Complex organic molecules found in meteorites (artist concept NASA’s Goddard Space Flight Center/Chris Smith)

There are of course other hospitable places in the solar system, we think. There is the second satellite of Jupiter, Europa. We see very strong circumstantial evidence that it has a liquid ocean very close to its surface. If that’s true, it means we have liquid water. We have energy because there are tides that pump that liquid water and heat it up. We also have the presence of organic compounds, things that contain carbon, hydrogen, nitrogen, and oxygen, just like that from which we are made. There is a possibility that life could form on this satellite Europa. In the Saturnian system, we have now with the Cassini mission found a similar satellite Titan. It is tiny, only a few hundred miles across. We see liquid water being sprayed out of its surface so there is that combination of heat, liquid water in which chemical and biological interactions can occur, and organic materials.
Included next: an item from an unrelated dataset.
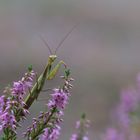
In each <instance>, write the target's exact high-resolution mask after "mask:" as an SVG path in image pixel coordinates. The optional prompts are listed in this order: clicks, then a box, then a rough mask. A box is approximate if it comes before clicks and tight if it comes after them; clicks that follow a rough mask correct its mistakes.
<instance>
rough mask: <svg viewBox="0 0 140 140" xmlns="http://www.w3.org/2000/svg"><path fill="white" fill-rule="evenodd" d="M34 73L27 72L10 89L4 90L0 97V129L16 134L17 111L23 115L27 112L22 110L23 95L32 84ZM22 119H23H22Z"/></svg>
mask: <svg viewBox="0 0 140 140" xmlns="http://www.w3.org/2000/svg"><path fill="white" fill-rule="evenodd" d="M33 77H34V72H33V71H31V72H28V73H26V74H25V76H24V77H23V78H22V80H20V81H18V82H14V83H13V86H12V87H7V88H6V89H5V90H4V93H5V95H3V96H1V97H0V129H1V130H4V129H7V128H8V129H10V130H11V131H13V132H14V133H15V134H16V128H17V126H19V124H18V122H17V118H16V117H17V114H16V113H18V111H21V112H22V113H23V114H24V115H26V114H28V113H29V111H28V110H26V109H24V105H25V103H24V101H23V98H24V95H25V94H26V92H27V90H28V88H30V87H31V85H32V82H33ZM23 118H24V117H23Z"/></svg>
It is a possibility as a habitat for life. In addition, Saturn has a very remarkable satellite Titan, one of the largest in the solar system. It has a very complex array of hydrocarbons that have developed over the course of time. Once more, it is a possibility of being able to see life being born. A smaller and smaller fraction of the material which is thrown of the Earth will reach those various places including Europa and Titan. Some of it may survive. To give you a sense of how much material is being launched this way, we get probably on Earth over 40 kilograms (100 pounds) of material from Mars every year. A lot! 

“Solar system exploration is that grand human endeavor which reaches out through interplanetary space to discover the nature and origins of the system of planets in which we live and to learn whether life exists beyond Earth… It has a proud past, a productive present, and an auspicious future.” – Dr. Joseph Burns in a statement to the Sub-committe on Space and Aeronatutics Committee on Science, US House of Representatives (October 3, 2003).